Finsbury is a subsidiary of advertising group WPP.
Survival has launched a new campaign targeting British FTSE-100 company VEDANTA, whose plans to mine a sacred mountain in India will, if approved, destroy the remote Dongria Kondh tribe. Vedanta is owned by London-based Indian billionaire Anil Agarwal.
Vedanta’s subsidiary, Sterlite, is currently awaiting permission from India’s Supreme Court to mine bauxite, the raw material for aluminium, from Niyamgiri mountain in Orissa, eastern India.
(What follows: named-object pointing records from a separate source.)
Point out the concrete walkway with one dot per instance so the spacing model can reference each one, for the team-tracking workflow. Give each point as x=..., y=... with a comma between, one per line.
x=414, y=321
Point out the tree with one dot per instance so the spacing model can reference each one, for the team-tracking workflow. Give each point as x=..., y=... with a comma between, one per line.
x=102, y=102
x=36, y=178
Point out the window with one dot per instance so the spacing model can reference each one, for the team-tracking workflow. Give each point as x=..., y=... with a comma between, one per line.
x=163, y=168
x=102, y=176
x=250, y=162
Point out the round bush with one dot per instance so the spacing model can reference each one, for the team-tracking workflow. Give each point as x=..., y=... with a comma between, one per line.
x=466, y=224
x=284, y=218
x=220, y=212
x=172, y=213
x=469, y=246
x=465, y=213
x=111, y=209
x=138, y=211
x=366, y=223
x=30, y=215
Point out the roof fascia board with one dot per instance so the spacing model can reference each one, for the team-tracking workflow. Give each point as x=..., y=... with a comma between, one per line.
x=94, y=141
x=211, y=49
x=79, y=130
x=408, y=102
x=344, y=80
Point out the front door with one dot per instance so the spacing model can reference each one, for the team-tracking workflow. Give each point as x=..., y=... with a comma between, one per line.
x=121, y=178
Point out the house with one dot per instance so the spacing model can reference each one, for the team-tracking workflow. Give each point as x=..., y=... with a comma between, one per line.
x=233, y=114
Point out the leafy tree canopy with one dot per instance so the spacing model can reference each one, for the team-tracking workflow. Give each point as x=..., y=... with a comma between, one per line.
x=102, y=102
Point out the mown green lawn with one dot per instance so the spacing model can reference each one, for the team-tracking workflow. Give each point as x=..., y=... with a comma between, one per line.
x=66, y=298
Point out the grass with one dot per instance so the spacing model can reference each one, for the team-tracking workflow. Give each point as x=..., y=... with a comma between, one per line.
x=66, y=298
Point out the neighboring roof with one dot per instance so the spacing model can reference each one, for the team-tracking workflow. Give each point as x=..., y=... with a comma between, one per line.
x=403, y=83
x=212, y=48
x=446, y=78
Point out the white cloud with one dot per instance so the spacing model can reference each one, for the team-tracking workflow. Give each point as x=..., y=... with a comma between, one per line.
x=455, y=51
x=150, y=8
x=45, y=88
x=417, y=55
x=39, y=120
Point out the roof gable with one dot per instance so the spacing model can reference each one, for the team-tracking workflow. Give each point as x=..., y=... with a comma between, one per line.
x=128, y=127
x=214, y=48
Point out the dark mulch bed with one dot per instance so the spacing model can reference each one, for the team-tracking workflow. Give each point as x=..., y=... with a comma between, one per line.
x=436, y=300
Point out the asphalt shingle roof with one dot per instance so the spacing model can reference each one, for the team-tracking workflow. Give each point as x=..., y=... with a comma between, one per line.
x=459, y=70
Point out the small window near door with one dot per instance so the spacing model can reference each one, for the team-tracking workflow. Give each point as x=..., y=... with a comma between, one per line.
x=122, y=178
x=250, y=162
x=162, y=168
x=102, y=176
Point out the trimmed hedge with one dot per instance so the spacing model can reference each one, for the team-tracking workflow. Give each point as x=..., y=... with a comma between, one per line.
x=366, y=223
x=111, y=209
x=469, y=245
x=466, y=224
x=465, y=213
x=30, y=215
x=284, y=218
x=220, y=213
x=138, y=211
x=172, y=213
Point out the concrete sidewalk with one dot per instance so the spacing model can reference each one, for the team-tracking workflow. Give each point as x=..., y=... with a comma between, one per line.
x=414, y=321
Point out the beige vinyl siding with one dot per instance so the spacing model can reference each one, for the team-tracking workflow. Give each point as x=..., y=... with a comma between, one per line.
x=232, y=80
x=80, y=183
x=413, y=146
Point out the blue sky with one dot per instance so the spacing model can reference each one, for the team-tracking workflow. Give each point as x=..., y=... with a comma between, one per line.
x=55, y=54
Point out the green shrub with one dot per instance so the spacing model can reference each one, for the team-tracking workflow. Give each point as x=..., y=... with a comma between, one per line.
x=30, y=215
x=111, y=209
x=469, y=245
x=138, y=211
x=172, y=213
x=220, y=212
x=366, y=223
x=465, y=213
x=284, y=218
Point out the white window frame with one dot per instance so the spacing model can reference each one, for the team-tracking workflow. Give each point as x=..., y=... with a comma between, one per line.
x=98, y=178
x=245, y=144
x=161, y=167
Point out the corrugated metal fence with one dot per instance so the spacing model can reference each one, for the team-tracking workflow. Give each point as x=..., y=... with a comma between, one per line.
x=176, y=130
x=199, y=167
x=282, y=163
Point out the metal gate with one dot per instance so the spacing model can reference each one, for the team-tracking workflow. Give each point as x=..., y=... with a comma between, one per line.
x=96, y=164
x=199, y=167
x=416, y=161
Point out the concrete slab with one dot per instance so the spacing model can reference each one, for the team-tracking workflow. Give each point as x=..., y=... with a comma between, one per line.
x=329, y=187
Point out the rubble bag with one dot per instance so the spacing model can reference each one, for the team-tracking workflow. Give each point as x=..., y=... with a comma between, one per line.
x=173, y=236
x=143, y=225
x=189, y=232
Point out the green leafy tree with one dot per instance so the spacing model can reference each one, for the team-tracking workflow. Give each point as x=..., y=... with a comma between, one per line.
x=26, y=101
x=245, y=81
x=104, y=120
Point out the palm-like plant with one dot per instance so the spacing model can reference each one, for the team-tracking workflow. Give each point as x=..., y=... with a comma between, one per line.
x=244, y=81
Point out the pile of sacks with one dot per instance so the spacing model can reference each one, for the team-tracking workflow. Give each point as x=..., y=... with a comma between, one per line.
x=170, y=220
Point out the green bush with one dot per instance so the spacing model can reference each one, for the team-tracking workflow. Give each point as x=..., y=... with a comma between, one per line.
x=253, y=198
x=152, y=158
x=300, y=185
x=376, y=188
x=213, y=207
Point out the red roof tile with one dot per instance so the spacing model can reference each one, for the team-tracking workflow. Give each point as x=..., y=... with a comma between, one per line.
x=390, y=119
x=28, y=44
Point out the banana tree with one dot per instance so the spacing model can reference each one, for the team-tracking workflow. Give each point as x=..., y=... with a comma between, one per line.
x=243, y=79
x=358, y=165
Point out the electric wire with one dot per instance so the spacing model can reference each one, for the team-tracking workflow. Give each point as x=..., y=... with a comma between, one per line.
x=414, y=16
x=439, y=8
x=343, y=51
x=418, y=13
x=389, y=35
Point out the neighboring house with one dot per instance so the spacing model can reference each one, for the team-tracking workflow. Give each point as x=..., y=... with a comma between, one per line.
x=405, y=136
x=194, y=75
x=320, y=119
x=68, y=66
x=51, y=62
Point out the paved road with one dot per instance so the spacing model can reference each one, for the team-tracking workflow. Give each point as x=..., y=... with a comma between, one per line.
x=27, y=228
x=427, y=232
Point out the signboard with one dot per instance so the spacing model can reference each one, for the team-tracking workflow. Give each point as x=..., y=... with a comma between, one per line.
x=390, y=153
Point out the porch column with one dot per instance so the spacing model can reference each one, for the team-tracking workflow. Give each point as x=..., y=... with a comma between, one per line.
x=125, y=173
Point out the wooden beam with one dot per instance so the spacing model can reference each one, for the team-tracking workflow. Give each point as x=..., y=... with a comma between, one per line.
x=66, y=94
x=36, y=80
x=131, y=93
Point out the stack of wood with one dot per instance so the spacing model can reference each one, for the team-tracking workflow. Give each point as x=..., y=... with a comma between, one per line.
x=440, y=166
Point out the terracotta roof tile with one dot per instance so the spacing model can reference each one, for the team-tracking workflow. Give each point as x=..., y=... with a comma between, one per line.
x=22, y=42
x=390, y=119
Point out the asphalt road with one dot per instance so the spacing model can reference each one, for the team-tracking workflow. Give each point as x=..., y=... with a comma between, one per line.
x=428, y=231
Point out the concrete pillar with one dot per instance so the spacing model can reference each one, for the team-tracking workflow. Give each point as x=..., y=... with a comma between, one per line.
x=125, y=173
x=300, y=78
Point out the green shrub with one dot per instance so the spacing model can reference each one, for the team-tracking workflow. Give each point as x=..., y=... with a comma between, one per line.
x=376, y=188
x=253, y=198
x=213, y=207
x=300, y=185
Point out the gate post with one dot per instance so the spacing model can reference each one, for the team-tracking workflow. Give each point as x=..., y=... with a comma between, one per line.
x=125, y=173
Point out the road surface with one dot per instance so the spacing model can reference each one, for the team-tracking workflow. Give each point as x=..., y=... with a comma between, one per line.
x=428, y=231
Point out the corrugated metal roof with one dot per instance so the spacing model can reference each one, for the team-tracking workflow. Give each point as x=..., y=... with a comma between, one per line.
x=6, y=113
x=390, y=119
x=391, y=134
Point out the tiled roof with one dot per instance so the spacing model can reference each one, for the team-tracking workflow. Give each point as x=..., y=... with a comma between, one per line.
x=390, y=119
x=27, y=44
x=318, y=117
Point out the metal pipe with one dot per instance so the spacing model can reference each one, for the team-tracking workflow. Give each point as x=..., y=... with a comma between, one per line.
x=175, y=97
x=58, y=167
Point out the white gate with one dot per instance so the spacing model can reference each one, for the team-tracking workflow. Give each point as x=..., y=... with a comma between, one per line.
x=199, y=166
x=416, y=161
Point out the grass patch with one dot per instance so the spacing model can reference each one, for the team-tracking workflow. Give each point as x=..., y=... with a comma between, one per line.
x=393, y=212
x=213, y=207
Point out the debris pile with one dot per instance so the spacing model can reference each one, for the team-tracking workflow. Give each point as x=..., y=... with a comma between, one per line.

The 8,000 Dongria Kondh, one of India’s most isolated tribes, vehemently oppose the mine, saying it will end their way of life forever. Sterlite plans to construct a huge open cast mine, which will destroy a vast swathe of forest, as well as a large part of the mountain itself. The Dongria Kondh have lived on the slopes of Niyamgiri since time immemorial, and are totally dependent on its forests. They view the mountain as sacred, grow crops on the slopes, and gather wild fruit in the dense forests.
Survival’s director Stephen Corry said today, ‘People who care about human rights should boycott British companies which dispossess tribal peoples, or any of the companies working for them. That includes British PR companies like Finsbury, which parrots Anil Agarwal's denials that the Dongria Kondh peoples face destruction. It has a responsibility towards its staff and shareholders, and to human rights.'
For further information please contact Miriam Ross on (+44) (0)20 7687 8734 or email [email protected]
Notes to Editors:
- Survival International has a track record of successful campaigns targeting companies who operate on tribal peoples’ lands without their consent. Following lobbying by Survival, De Beers sold its concession to mine diamonds on the land of the Kalahari Bushmen in Botswana. In the 1990s, Mobil backtracked on plans to explore for oil in the Peruvian Amazon after a long Survival campaign.
- Anil Agarwal, one of the richest men in India, is worth an estimated $12.7 billion. He lives in Mayfair, London.